Now we want to find the horizontal placement of the vertical lines we’ll draw - we do that by just counting off from the leftmost to the rightmost point, by whatever width was set in the function (let’s say 9, for this example, though that would be extremely wide). I’ve marked these on the graph as blue plus symbols:
So to draw our vertical lines, we know that all we need to do is draw lines straight through the plus symbols. The problem is that we have no idea where they should start and stop; if we drew lines right now, they would extend past the borders of our shape on to infinity, and even if we bounded them at the highest and lowest latitude of our shape, they would still go too far in several places:
That…doesn’t look too good. What we want is to find the top and bottom latitudes of the shape border where the particular line is being drawn. So this is what we do instead:
1) We first renumber the points so that they start at the leftmost point - later on, this makes things much easier, since we don’t have to worry about the ordering suddenly starting over before we get to the end of the shape.
2) We then start at the first plus sign, and look for the point first in the order that has a longitude greater than the longitude of our plus sign (i.e. that’s to the right of it and on the top of the shape). In this case, the first plus sign has a longitude of 49, and point number 2 (circled in green below) is the closest to it on the right side. Note that even if there was a 7th point at (50,40) – marked in dark red below on the bottom edge of the shape – we’d still correctly pick point number 2, because it has an earlier order number (you can see why renumbering makes things easier).
3) We then pick the point immediately before number 2 in the order (number 1, in this case), and find the slope of the line that connects them (in this case, the slope = (y2-y1)/(x2-x1) = (60-40)/(60-40) = 1.) From there, we can easily find the point where a vertical line drawn through the plus symbol should end: y1 + (x1-xplus)*slope = 40 + (49-40)(1) = 49.

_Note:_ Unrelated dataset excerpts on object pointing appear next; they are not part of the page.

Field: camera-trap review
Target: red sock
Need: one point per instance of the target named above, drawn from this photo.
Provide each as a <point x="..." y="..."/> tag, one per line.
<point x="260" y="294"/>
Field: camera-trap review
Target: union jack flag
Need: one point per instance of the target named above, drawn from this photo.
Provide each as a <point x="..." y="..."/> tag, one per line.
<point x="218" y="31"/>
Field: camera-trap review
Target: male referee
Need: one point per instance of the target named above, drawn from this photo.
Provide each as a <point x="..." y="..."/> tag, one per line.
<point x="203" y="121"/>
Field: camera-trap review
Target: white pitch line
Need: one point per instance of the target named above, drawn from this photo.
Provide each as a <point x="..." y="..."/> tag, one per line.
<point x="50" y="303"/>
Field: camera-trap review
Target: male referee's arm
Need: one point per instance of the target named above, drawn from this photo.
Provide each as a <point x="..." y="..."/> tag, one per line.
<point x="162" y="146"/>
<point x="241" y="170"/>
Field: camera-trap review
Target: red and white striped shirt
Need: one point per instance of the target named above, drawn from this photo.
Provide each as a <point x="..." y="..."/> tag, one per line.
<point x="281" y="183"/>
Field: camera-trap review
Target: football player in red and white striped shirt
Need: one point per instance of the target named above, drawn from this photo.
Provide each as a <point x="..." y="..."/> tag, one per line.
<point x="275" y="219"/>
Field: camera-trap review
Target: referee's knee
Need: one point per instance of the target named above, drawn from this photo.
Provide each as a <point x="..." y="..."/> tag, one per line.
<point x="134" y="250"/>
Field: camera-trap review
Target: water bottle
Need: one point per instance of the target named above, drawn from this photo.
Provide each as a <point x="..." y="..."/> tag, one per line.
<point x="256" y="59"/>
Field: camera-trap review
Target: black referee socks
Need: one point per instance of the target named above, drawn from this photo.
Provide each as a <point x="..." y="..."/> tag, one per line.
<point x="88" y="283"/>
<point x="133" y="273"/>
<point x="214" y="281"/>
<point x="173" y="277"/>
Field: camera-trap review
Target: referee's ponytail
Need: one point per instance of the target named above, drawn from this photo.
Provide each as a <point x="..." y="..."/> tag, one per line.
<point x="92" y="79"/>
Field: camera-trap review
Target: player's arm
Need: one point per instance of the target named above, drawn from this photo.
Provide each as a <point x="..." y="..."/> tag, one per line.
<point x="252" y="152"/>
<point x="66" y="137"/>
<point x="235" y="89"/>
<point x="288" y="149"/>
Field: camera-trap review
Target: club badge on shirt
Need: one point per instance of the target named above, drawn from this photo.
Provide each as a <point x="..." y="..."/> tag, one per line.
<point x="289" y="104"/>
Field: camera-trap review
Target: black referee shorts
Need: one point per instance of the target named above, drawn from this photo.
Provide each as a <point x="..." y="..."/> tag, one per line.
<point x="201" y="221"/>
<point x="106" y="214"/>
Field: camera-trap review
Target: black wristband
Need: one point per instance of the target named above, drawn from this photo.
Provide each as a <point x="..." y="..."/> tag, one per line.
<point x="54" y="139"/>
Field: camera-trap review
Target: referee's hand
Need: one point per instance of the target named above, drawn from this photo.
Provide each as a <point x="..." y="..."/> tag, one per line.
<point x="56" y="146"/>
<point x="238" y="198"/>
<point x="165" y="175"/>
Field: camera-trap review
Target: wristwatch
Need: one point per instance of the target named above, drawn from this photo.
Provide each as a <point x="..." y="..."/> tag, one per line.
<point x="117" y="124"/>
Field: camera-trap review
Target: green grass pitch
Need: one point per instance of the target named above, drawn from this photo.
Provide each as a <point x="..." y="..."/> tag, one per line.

We go ahead and do that for each of our plus symbols:
And then to find the bottom points, we just do the same thing in reverse; reordering the points to start from our right most point (in this case 5), and working our way left instead of right. We end up with nice vertical stripes.
lines <- draw.crosshatch(Isaacland, width = 9, pattern="vertical")
ggplot(Isaacland, aes(map_id = region)) +
geom_map(color="black", fill = "white", map = Isaacland) +
expand_limits(x = Isaacland$long, y = Isaacland$lat) +
coord_map() +
geom_point(x=Isaacland$long, y = Isaacland$lat, color="blue") +
xlab("Longitude") + ylab("Latitude") +
geom_segment(data=lines, aes(x= x, y = y , xend = xend, yend = yend),
inherit.aes = F)
We do something similar for horizontal stripes (starting with the top and bottom points, instead, of the left and right ones), and do both for crosshatching. Actually, if you try this out yourself with horizontal stripes (or use your imagination), you’ll actually see where the code breaks down a bit; 5,000 points for anyone who manages to figure out how to get around this problem.